Z czym Wam się kojarzy Fuerteventura? Wystarczy wpisać ją  w wyszukiwarkę i google wypluwa jakieś 24 miliony stron; na zdjęciach widzimy lazurowy ocean, surferów, wydmy, kilometry złotego piasku, pustynię. Wulkany,trekking? To chyba nie na tej wyspie. To jeden z powodów,dla których tak długo omijałam Fuerteventurę. Jak się okazało – byłam w błędzie. Wyspa oferuje nie tylko najlepsze plaże Atlantyku i doskonałe warunki do uprawiania sportów wodnych, ale też rozbudowaną i dobrze oznakowaną siec szlaków pieszych. Zapraszam więc na pierwszą wedrówkę po Fuerteventurze.

Czwartego dnia z kurortu dla niemieckich emerytów na półwyspie Jandia przeniosłam się na północ – do rybackiej wioski El Cotillo, znanej z doskonałej fali.
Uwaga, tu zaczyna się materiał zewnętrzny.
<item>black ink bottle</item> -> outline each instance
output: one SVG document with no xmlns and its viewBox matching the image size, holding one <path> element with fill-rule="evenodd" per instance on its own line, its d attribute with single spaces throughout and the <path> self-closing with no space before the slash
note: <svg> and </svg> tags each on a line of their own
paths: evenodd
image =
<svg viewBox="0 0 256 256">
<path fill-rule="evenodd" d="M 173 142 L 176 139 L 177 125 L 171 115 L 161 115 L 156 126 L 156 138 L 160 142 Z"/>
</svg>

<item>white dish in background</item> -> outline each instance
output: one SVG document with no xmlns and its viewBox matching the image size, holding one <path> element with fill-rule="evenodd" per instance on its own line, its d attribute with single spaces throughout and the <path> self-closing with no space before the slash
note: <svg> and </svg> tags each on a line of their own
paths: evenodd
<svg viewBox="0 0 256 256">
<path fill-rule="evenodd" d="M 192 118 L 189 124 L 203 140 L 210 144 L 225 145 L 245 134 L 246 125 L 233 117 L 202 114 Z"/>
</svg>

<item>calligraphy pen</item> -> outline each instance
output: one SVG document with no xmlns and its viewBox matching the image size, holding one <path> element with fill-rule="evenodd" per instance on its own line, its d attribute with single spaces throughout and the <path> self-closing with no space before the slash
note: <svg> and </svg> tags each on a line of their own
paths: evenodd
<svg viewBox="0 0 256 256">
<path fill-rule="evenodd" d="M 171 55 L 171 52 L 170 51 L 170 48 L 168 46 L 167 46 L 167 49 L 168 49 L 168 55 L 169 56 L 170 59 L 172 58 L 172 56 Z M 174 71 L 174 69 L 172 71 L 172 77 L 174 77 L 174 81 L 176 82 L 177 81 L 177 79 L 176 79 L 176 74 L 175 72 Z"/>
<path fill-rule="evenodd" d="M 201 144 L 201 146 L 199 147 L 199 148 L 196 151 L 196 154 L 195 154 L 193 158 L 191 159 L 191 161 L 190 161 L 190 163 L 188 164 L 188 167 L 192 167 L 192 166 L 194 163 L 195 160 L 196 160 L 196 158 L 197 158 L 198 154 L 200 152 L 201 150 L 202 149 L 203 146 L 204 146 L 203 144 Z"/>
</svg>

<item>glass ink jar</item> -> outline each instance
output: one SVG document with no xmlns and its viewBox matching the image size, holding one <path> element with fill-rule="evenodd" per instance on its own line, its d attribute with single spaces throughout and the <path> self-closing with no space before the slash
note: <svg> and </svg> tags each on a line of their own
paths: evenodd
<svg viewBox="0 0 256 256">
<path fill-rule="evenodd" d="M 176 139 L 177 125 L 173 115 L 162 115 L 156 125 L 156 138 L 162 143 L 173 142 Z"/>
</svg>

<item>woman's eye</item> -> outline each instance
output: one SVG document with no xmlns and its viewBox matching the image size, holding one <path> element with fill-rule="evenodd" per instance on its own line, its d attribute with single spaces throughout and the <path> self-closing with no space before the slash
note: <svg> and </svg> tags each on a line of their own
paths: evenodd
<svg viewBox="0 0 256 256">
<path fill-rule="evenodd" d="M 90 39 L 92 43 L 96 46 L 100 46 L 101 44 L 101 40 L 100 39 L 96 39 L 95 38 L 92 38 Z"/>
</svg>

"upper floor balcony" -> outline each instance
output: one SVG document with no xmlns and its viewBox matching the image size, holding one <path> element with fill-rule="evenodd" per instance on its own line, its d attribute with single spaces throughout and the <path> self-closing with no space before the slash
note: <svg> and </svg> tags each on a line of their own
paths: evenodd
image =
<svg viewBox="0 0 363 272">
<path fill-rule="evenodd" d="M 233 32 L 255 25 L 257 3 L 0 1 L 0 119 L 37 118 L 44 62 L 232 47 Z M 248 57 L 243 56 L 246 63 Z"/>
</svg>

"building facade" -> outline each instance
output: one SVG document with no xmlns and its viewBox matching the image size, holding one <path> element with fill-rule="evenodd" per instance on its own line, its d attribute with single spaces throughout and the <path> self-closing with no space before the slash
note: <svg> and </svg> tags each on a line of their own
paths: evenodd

Zamieszkałam w domku dla surferów, małym klimatycznym hostelu,co na zabudowanej kompleksami all -inclusive wyspie samo w sobie było dość oryginalnym rozwiązaniem. Ale ja przeszłam samą siebie w schodzeniu z utartej ścieżki,hehe. Ludzie przyjeżdżają tam surfować,a ja,zamiast z deską pod pachą, wyszłam rano z plecakiem i w butach trekkingowych. Kolesie jedzący śniadanie popatrzyli się na mnie nieco dziwnie. Nie ma to jak przyjechać do raju dla surferów po to,żeby chodzić po górach.Zostałam hipsterem hipsterów ;-)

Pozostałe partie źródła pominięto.